SubTree: Simplifies the initial hierarchical tree by reducing the...

View source: R/SubTree.R

SubTreeR Documentation

Simplifies the initial hierarchical tree by reducing the number of nodes. Constructs the new merging matrix with some inner nodes substituted by one element from the coressponding subtree.

Description

This is the auxiliary function of the package. It creates the four-column matrix for reordering, that contains the results of merging the subtrees of the dendrogram with identical class labels into single elements.The result is the simplifies tree, which allows to spare the computational time and to increase the efficiency of the reordering algorithm OrderingJoseph.

Usage

SubTree(ind,flag,node,hc,A,r,coef)

Arguments

ind

the value of the last row of the merge matrix, which is equal to n-1, where n is the number of data objects.

flag

a binory vector of length n-1.

node

a list of lists of length n-1 testBar, where each single list stores two vectors, consisting of elements of the left and right subtrees of the corresponding node in the merging matrix hc

hc

An object of class hclust which describes the tree produced by the clustering process.There are such components: merge, height, order, labels,call,method,dist.method.

A

a numerical nxn matrix, which stores the values of the evaluation function fir the subtrees. Each cell (i,j) of the matrix A stores the best ordering (according to the evaluation function value) of the subtree starting with element i and ending with element j.

r

a numerical nxn matrix, each cell stores the number of the elements with the same class label, starting from the leftmost or the rightmost element of the subtree.

coef

a parameter used in the expression for the calculation of the evaluation function. It reinforces the influence of longer sequences. Its values are in the interval ]1,2].

Details

This function modifies the merging matrix of hc, by merging the subtrees, which have the same elements' class labels. As a result the n-1 by 2 matrix is formed with the columns coressponding to nodes of the simplified hierarchical tree.

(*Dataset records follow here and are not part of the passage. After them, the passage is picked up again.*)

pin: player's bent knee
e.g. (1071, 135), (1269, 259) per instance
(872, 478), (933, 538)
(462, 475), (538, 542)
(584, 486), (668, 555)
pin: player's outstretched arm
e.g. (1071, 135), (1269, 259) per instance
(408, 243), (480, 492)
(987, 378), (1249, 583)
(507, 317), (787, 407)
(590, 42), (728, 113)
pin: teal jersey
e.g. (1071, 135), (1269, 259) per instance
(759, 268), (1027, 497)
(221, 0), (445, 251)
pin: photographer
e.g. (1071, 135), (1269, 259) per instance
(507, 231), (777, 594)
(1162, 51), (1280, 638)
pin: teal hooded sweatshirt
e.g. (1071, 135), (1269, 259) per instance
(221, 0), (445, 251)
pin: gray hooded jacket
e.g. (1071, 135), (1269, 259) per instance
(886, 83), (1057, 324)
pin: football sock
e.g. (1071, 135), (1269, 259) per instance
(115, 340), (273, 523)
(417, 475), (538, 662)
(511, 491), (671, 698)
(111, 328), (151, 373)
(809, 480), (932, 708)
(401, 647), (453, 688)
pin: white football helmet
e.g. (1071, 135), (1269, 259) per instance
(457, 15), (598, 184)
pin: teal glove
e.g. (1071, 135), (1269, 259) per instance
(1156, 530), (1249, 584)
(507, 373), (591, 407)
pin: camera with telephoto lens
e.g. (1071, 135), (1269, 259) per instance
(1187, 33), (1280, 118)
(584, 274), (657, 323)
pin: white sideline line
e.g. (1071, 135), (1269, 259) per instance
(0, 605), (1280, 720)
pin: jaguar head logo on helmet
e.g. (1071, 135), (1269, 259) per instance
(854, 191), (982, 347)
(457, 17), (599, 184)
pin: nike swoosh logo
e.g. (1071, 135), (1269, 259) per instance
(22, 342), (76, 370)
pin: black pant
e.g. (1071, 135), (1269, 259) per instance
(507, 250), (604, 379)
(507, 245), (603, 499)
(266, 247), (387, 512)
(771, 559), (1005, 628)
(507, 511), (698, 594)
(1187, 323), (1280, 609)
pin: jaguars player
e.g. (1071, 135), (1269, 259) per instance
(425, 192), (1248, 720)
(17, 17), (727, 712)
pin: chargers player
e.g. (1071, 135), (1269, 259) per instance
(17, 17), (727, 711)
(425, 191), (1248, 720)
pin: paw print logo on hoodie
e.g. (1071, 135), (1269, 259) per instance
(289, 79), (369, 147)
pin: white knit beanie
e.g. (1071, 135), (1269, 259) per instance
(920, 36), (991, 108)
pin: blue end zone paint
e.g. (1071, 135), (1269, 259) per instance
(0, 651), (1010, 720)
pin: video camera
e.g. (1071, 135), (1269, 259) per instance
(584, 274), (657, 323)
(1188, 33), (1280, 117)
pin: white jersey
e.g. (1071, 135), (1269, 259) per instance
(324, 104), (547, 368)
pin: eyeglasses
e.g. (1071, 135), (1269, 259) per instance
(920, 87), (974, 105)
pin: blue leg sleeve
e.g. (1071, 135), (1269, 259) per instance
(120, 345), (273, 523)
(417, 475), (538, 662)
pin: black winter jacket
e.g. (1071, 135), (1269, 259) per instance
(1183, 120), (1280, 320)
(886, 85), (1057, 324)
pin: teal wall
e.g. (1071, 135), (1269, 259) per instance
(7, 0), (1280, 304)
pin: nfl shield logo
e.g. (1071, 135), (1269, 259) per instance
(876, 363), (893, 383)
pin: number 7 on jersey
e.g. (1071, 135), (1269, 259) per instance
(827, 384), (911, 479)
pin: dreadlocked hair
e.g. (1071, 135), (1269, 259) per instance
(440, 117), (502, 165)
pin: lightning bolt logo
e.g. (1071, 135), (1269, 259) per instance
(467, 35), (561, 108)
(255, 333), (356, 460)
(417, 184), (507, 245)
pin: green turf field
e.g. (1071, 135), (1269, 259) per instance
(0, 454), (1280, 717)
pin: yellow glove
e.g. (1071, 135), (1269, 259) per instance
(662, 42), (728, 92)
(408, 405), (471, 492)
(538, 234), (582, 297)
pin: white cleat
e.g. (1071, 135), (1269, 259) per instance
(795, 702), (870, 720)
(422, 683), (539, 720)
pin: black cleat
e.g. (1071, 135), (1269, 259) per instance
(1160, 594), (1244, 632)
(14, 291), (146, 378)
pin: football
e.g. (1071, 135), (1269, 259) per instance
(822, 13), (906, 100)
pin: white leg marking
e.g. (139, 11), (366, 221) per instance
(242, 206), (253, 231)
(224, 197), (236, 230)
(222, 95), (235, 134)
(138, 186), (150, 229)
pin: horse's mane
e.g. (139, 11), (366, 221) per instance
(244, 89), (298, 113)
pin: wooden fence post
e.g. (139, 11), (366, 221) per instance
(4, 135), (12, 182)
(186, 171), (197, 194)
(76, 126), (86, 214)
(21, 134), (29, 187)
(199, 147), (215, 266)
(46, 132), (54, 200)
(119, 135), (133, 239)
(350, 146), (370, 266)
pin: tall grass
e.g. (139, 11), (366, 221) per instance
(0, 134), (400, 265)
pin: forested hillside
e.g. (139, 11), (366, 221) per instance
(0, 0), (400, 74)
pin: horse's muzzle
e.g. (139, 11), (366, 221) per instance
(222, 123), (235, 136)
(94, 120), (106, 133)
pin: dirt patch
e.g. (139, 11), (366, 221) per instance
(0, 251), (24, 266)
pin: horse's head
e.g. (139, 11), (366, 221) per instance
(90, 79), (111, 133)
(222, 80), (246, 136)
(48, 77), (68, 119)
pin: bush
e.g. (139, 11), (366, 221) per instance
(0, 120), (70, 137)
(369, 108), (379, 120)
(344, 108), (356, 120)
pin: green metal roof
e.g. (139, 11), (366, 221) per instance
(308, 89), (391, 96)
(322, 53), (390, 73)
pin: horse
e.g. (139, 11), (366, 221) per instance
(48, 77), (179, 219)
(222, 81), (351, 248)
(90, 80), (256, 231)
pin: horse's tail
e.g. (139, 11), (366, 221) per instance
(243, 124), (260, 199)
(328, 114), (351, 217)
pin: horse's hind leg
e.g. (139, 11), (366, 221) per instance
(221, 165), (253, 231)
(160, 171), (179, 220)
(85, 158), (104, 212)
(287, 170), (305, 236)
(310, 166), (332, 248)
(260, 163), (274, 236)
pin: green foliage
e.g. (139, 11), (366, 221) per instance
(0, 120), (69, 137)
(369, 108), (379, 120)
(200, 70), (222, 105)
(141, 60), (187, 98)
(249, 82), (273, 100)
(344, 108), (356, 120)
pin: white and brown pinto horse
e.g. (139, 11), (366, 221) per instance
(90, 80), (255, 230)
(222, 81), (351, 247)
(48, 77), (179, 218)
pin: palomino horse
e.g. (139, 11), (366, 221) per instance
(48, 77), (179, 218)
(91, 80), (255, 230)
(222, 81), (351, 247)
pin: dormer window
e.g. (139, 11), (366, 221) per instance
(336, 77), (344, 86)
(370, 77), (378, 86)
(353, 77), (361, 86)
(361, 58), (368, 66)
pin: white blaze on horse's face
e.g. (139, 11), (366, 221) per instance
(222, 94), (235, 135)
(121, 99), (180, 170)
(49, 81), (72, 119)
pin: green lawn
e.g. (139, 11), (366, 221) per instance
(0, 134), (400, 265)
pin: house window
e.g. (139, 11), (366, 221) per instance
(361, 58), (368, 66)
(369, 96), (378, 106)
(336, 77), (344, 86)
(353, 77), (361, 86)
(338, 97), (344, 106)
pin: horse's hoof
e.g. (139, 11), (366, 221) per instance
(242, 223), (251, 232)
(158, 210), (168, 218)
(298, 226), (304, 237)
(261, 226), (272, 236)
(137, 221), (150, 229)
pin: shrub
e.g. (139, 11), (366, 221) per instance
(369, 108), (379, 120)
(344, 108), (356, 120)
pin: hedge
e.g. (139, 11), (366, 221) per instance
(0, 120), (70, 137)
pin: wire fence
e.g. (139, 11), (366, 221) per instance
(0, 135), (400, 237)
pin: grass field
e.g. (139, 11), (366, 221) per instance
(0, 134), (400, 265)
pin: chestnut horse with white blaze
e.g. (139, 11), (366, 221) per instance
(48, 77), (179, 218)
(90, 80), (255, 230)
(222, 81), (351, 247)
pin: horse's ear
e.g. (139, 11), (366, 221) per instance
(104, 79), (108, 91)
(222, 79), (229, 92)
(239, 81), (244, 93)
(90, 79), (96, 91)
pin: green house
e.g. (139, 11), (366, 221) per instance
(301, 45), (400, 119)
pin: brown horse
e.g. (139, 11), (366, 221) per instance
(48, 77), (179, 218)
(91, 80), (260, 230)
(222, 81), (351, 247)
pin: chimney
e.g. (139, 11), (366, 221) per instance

Using this merging matrix allows to rise the time efficiency of the reordering algorithm (see OrderingJoseph and RearrangeJoseph).

Value

hc

An object of class hclust which include the modified merging matrix hc$merge, with the subtrees with identical class label merged into a single element (the leftmost element of the corresponding subtree)

node

the modified input structure node (a list of lists of length n-1), which corresponds to the modified hc

A

the modified nxn matrix A, which corresponds to the modified hc.

r

a modified nxn matrix r, which corresponds to the modified hc.

Author(s)

Natalia Novoselova,Frank Klawonn,Junxi wang

Maintainer: Natalia Novoselova <novos65@mail.ru>

References

Z. Bar-Joseph, D.K. Gifford, and T.S. Jaakkola. Fast optimal leaf ordering for hierarchical clustering. Bioinformatics, 17:22-29, 2001.

See Also

RearrangeJoseph, OrderingJoseph

Examples

data(leukemia)
rownames(leukemia)=leukemia[,1]
leukemia=leukemia[,-1]
matr=leukemia[,-101]
class=leukemia[,101]

matr=as.matrix(matr)
dist=dist(matr)
hc <- hclust(dist)

coef=1.5
num=dim(hc$merge)[1]
A=array(1,c(num+1,num+1))
r=array(1,c(num+1,num+1))

ind=num
node=testBar(hc)
flag=CalcMerge(hc,node,class)
out=SubTree(ind,flag,node,hc,A,r,coef)

ReorderCluster documentation built on June 21, 2022, 5:05 p.m.